Summary of the paper

Title Detection of Major ASL Sign Types in Continuous Signing For ASL Recognition
Authors Polina Yanovich, Carol Neidle and Dimitris Metaxas
Abstract In American Sign Language (ASL) as well as other signed languages, different classes of signs (e.g., lexical signs, fingerspelled signs, and classifier constructions) have different internal structural properties. Continuous sign recognition accuracy can be improved through use of distinct recognition strategies, as well as different training datasets, for each class of signs. For these strategies to be applied, continuous signing video needs to be segmented into parts corresponding to particular classes of signs.
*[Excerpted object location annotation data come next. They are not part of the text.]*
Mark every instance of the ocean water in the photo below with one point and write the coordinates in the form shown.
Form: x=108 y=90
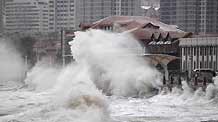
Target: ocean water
x=109 y=82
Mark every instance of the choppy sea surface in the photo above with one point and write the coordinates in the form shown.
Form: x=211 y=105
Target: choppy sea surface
x=24 y=105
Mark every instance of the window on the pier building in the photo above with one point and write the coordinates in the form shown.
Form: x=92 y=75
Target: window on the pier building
x=201 y=51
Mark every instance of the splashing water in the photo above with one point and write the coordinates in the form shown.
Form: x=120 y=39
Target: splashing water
x=106 y=63
x=114 y=63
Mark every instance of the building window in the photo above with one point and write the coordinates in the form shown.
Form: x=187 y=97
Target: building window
x=195 y=51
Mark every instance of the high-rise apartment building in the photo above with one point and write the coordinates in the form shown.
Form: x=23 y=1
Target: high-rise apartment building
x=88 y=11
x=26 y=16
x=61 y=14
x=197 y=16
x=54 y=15
x=2 y=5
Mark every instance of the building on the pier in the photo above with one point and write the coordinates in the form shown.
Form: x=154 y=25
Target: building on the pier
x=199 y=52
x=161 y=41
x=157 y=37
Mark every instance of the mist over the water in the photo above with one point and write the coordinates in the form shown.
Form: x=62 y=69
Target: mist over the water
x=114 y=62
x=11 y=63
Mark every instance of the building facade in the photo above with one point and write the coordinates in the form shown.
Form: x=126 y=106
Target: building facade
x=2 y=5
x=61 y=15
x=197 y=16
x=200 y=52
x=89 y=11
x=26 y=16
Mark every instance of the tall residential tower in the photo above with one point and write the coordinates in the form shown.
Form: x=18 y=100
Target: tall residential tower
x=197 y=16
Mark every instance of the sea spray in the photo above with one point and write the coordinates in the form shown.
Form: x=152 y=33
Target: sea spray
x=115 y=62
x=42 y=76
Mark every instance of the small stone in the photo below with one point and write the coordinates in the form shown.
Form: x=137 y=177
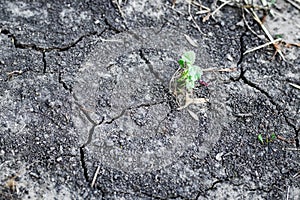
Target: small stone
x=219 y=156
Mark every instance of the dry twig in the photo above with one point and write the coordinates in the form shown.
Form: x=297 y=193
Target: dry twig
x=95 y=176
x=264 y=45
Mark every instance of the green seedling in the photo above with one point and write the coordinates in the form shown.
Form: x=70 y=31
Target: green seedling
x=184 y=80
x=191 y=73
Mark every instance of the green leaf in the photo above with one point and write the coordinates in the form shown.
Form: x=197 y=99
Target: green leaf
x=189 y=57
x=195 y=72
x=260 y=139
x=273 y=136
x=181 y=63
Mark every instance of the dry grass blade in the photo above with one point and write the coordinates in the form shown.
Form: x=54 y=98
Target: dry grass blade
x=220 y=70
x=257 y=19
x=215 y=11
x=262 y=46
x=194 y=21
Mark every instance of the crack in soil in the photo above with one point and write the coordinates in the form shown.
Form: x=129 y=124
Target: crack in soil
x=253 y=85
x=35 y=47
x=95 y=124
x=150 y=66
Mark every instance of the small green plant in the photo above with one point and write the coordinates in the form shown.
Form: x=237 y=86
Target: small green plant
x=184 y=80
x=191 y=73
x=268 y=139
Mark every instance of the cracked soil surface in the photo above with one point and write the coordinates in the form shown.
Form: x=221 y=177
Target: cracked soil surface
x=86 y=111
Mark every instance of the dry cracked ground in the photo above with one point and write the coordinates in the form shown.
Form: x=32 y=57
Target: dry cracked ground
x=86 y=111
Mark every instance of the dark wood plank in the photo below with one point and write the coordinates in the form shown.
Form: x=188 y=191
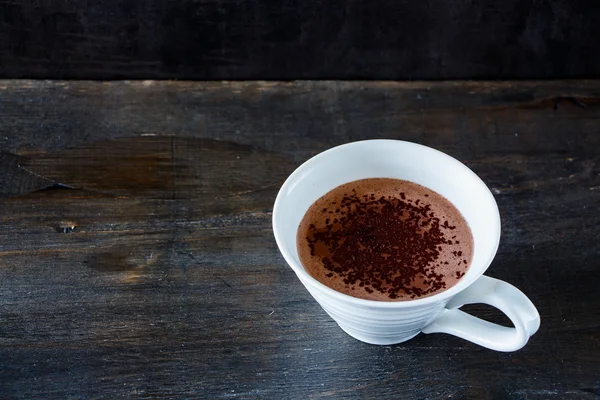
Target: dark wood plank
x=259 y=39
x=137 y=257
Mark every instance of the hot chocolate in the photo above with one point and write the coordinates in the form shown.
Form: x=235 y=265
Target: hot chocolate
x=385 y=239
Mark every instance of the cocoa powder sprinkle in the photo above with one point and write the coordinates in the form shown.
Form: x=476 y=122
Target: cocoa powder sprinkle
x=386 y=245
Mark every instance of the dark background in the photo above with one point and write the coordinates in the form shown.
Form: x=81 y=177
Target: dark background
x=300 y=39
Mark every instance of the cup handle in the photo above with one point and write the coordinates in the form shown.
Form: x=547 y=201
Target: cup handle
x=507 y=298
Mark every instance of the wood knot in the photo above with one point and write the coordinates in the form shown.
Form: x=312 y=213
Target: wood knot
x=66 y=226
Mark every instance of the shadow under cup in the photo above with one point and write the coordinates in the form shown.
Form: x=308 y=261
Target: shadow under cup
x=375 y=321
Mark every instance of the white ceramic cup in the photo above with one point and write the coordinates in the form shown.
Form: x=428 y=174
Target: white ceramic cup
x=385 y=323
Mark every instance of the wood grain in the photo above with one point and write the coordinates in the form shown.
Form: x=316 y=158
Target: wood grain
x=310 y=39
x=137 y=258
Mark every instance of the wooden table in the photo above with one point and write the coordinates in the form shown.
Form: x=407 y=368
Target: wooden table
x=137 y=258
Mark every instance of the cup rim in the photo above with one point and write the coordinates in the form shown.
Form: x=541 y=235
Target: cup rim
x=307 y=278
In this paper we present a multiple instance learning-based segmentation system that accurately labels 91.27% of the video frames of 500 continuous utterances (including 7 different subjects) from the publicly accessible NCSLGR corpus (Neidle and Vogler, 2012). The system uses novel feature descriptors derived from both motion and shape statistics of the regions of high local motion. The system does not require a hand tracker.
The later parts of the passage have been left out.